Carnet de voyage

Une période un peu particulière


Que se passe-t-il?

Je ne pensais pas écrire un article sur ces moments un peu difficiles que nous vivons tous en ce moment. Pour tout dire, je ne pensais pas vivre un jour un moment comme celui-ci, comme nous pouvons voir dans les films catastrophes.

Nous pensons toujours que c’est de la science-fiction, ou alors que cela n’arrive qu’aux autres. Certains rêvent de vivre ces choses là car ils rêvent d’être le héros de quelqu’un ou d’une société. Seulement, la réalité est toute autre. Et surtout, il est beaucoup plus difficile de se dire que tout ceci pourrait être évité, ou tout du moins retardé de dizaines, centaines ou milliers d’années. De quoi je vous parle, allez vous me demander ? Laissez-moi vous expliquer comment je vis ces moments, mon état d’esprit, et ce que je pense de tout ça. Je vais essayer de vous expliquer mon point de vue de manière concise, bien qu’il soit extrêmement difficile de faire court sur un sujet tel que celui-ci.



Une situation inédite à encaisser


Nous sommes partis de France il y a maintenant plus de 2 ans, et nous essayons de sortir de tout système car nous n’y croyons plus…ou peut-être n’y avons nous jamais cru.
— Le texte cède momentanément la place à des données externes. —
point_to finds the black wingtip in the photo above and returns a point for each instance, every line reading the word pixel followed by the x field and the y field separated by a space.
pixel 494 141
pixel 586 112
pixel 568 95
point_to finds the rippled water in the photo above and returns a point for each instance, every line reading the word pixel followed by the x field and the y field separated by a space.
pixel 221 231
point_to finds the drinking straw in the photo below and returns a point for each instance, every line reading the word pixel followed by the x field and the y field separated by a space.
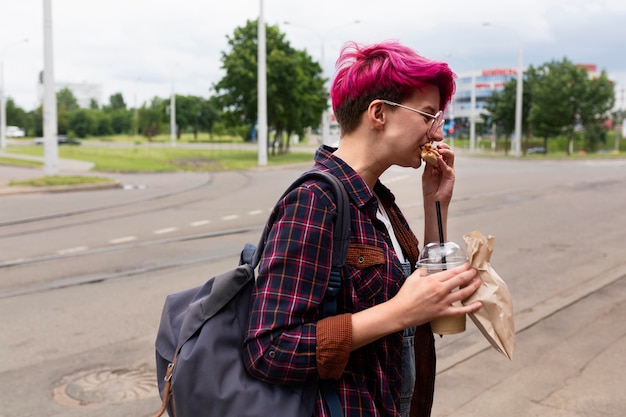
pixel 441 239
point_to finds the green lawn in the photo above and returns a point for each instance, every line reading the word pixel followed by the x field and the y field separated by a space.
pixel 165 159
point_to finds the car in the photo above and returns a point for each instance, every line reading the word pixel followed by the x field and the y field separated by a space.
pixel 535 150
pixel 61 140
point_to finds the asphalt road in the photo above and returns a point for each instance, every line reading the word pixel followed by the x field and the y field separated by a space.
pixel 83 275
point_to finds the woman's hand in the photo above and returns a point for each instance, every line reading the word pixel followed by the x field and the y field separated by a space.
pixel 423 298
pixel 438 181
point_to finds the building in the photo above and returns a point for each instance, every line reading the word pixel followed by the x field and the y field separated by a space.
pixel 473 88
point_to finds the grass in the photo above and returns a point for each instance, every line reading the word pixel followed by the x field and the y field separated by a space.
pixel 51 181
pixel 20 162
pixel 166 159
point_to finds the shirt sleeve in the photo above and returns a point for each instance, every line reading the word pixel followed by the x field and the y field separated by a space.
pixel 334 341
pixel 281 340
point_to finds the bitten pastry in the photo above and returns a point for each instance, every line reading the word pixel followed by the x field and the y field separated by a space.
pixel 430 154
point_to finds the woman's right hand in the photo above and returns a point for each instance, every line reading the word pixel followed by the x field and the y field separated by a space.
pixel 425 297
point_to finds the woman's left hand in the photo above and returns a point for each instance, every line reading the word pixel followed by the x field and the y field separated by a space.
pixel 438 182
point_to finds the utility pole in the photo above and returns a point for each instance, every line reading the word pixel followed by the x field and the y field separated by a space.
pixel 50 130
pixel 262 91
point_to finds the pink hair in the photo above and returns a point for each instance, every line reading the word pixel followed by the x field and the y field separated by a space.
pixel 386 70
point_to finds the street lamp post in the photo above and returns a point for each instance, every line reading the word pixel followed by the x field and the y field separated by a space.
pixel 173 114
pixel 518 104
pixel 262 90
pixel 322 36
pixel 516 145
pixel 50 123
pixel 3 109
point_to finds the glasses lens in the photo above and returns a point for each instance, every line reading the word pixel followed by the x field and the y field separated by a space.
pixel 435 131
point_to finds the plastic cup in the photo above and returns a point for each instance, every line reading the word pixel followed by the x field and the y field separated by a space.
pixel 437 257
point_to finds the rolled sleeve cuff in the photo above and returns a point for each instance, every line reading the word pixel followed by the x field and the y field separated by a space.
pixel 334 341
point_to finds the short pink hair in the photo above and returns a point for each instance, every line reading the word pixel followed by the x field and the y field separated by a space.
pixel 387 70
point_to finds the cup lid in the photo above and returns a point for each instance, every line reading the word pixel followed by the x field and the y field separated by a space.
pixel 449 253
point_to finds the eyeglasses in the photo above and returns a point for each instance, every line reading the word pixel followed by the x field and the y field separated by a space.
pixel 435 126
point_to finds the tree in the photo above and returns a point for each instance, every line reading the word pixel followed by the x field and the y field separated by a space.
pixel 15 116
pixel 501 107
pixel 66 103
pixel 82 122
pixel 150 118
pixel 116 102
pixel 295 87
pixel 565 98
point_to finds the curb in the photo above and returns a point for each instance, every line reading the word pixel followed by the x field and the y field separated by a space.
pixel 59 188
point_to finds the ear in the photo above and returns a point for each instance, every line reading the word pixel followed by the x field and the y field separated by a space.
pixel 376 115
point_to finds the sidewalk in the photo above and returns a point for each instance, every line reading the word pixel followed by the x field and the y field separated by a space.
pixel 570 364
pixel 65 167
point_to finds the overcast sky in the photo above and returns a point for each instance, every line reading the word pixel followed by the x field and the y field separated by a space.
pixel 141 47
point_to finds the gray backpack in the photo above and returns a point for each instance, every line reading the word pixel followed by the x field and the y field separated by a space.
pixel 199 344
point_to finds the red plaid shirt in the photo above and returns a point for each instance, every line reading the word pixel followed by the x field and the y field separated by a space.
pixel 292 277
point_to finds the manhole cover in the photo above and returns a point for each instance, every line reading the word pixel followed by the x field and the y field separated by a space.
pixel 105 386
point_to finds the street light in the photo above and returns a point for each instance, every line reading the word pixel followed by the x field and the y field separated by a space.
pixel 3 110
pixel 262 90
pixel 322 36
pixel 173 112
pixel 50 122
pixel 516 146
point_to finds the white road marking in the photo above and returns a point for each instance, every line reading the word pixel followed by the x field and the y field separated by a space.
pixel 72 250
pixel 122 240
pixel 200 223
pixel 166 230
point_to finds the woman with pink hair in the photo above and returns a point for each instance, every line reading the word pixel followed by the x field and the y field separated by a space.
pixel 379 348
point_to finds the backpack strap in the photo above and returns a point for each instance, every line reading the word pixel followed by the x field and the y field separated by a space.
pixel 341 240
pixel 341 236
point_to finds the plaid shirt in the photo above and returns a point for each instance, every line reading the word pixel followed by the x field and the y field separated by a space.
pixel 292 278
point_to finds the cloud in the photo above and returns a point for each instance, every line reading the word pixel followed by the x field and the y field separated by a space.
pixel 141 47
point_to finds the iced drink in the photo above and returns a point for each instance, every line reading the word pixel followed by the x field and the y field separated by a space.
pixel 437 257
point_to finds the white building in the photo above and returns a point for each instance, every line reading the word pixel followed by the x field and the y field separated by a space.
pixel 83 92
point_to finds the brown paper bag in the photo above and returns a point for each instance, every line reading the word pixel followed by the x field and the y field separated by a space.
pixel 495 318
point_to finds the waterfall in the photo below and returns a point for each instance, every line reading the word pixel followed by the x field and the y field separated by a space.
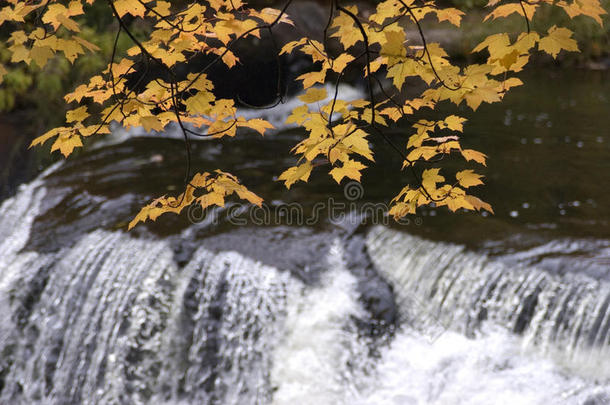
pixel 118 318
pixel 568 315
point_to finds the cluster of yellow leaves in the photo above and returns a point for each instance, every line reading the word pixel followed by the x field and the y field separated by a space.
pixel 399 58
pixel 338 131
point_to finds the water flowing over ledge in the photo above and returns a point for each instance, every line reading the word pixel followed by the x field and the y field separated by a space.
pixel 251 316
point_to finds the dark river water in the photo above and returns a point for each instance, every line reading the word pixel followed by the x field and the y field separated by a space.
pixel 318 297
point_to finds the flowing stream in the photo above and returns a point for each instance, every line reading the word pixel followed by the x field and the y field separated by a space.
pixel 503 310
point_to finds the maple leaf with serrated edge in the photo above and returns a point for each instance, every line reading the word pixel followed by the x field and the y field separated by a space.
pixel 558 39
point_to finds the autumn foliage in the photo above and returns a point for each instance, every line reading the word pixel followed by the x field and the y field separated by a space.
pixel 338 131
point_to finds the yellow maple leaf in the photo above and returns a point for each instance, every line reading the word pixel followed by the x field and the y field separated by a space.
pixel 296 173
pixel 468 178
pixel 67 143
pixel 471 154
pixel 558 39
pixel 350 169
pixel 313 95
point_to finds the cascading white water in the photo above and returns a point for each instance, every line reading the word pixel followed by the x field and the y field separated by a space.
pixel 115 320
pixel 565 315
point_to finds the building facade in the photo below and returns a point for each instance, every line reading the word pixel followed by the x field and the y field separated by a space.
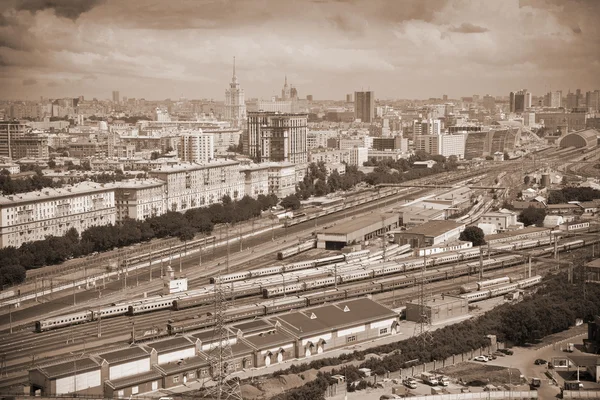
pixel 193 186
pixel 276 137
pixel 140 200
pixel 364 106
pixel 235 105
pixel 52 212
pixel 196 147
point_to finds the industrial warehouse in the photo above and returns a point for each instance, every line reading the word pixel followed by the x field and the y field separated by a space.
pixel 155 365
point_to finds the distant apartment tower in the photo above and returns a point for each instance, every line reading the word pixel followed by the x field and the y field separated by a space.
pixel 8 132
pixel 196 147
pixel 273 136
pixel 364 106
pixel 235 106
pixel 489 103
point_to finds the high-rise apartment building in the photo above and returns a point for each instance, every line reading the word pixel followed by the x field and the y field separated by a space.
pixel 235 106
pixel 273 136
pixel 8 132
pixel 196 147
pixel 592 100
pixel 489 102
pixel 364 106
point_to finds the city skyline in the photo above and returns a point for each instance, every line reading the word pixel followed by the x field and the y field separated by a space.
pixel 404 49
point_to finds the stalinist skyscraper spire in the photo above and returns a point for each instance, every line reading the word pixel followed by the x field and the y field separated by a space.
pixel 235 106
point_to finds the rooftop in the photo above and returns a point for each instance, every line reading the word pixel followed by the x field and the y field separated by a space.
pixel 177 342
pixel 65 368
pixel 133 380
pixel 518 232
pixel 185 365
pixel 333 316
pixel 273 338
pixel 358 223
pixel 434 228
pixel 252 326
pixel 194 167
pixel 126 354
pixel 52 193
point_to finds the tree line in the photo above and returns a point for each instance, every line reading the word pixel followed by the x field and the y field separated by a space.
pixel 567 194
pixel 553 308
pixel 56 249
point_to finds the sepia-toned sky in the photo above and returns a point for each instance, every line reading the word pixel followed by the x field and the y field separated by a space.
pixel 398 48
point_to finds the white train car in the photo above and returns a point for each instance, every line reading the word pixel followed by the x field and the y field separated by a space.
pixel 63 320
pixel 162 304
pixel 492 282
pixel 111 311
pixel 528 282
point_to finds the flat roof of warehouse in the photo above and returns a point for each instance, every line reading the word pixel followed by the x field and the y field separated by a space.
pixel 185 365
pixel 275 338
pixel 133 380
pixel 124 354
pixel 357 224
pixel 435 227
pixel 177 342
pixel 333 316
pixel 65 368
pixel 252 326
pixel 518 232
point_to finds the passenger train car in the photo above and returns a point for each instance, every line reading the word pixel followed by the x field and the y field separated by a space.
pixel 360 268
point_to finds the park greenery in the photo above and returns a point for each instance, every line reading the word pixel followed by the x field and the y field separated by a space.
pixel 53 250
pixel 553 308
pixel 474 235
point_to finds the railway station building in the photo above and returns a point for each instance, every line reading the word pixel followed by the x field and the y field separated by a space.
pixel 271 344
pixel 78 375
pixel 430 233
pixel 337 325
pixel 437 309
pixel 356 230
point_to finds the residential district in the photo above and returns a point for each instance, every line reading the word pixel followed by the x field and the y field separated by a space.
pixel 160 249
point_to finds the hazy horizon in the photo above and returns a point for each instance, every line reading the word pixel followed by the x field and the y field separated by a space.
pixel 405 49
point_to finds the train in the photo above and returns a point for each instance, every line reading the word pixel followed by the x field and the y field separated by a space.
pixel 501 289
pixel 331 275
pixel 279 269
pixel 472 287
pixel 294 250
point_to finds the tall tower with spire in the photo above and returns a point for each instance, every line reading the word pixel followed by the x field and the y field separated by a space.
pixel 235 105
pixel 286 91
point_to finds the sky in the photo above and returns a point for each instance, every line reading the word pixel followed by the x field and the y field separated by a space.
pixel 410 49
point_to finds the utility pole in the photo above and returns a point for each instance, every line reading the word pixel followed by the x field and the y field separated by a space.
pixel 227 232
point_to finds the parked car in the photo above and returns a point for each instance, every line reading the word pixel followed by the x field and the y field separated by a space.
pixel 410 383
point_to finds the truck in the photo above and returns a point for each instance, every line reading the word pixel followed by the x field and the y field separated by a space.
pixel 570 347
pixel 429 378
pixel 443 380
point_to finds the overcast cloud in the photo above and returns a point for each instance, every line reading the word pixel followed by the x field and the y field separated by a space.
pixel 399 48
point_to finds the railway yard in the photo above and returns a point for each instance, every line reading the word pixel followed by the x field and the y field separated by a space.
pixel 271 271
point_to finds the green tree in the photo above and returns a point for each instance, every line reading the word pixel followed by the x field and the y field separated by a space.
pixel 473 234
pixel 532 216
pixel 291 201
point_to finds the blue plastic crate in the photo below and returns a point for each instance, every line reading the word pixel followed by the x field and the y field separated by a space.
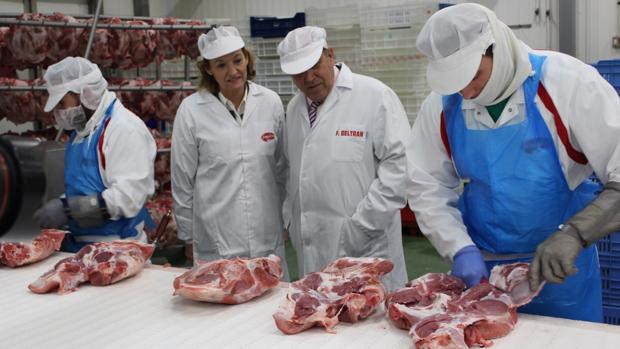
pixel 611 315
pixel 611 298
pixel 273 27
pixel 610 71
pixel 610 268
pixel 609 246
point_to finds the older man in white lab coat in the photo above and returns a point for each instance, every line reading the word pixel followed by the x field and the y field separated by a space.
pixel 345 143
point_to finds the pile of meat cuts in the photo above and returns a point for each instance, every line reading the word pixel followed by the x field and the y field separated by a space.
pixel 28 46
pixel 438 314
pixel 160 105
pixel 25 106
pixel 15 254
pixel 229 281
pixel 348 289
pixel 100 263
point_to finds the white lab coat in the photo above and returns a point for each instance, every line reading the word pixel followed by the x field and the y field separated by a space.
pixel 347 173
pixel 129 151
pixel 588 106
pixel 228 177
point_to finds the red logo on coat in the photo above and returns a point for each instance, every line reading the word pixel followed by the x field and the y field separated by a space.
pixel 350 133
pixel 268 136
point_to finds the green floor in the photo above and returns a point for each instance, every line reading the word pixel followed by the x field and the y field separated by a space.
pixel 420 257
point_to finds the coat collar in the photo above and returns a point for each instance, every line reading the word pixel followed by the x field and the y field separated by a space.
pixel 206 97
pixel 212 101
pixel 343 82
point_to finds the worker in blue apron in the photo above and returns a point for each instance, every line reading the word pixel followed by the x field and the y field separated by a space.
pixel 108 166
pixel 527 192
pixel 511 219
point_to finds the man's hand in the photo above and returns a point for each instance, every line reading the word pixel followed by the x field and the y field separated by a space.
pixel 469 265
pixel 51 215
pixel 555 257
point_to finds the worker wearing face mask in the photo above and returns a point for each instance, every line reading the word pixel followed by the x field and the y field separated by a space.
pixel 523 130
pixel 108 161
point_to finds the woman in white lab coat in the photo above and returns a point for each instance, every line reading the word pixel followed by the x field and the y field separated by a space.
pixel 228 172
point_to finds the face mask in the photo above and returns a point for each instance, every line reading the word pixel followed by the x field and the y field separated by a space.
pixel 70 118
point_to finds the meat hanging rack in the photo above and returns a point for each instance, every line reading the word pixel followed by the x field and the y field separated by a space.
pixel 7 88
pixel 122 26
Cependant, nous gardons bien sûr un œil sur tout ce qui se passe dans le monde. Nous cherchons à analyser, comprendre, décrypter les signes de ce qui nous entoure. Pourquoi je vous dis ça ?

Tout simplement pour vous dire que ce petit virus parti de Chine, dont beaucoup ont sous-estimé et sous-estime toujours son pouvoir, nous l’avons à l’œil depuis plusieurs semaines, voire plusieurs mois. Alors, dans le fond, cela ne change absolument rien au problème. Le résultat est le même pour tous.

À une chose près : la plupart des personnes se sont dites surprises des mesures prises, et n’étaient donc pas, psychologiquement préparées à ce qui arrive aujourd’hui. Et même pour aller plus loin, même quand nos voisins européens subissent la foudre de ce petit virus de rien du tout, comme dirait beaucoup de monde, ou cette petite “gripounette”, nous pensions encore être plus forts que tout le monde et que nous allions vivre un nouveau Tchernobyl ….. et oui, nous avons de la chance, tout s’arrête aux frontières de notre cher pays, et par expansion, quand nous vivons à l’étranger, cette frontière imaginaire nous suit bien heureusement pour nous protéger.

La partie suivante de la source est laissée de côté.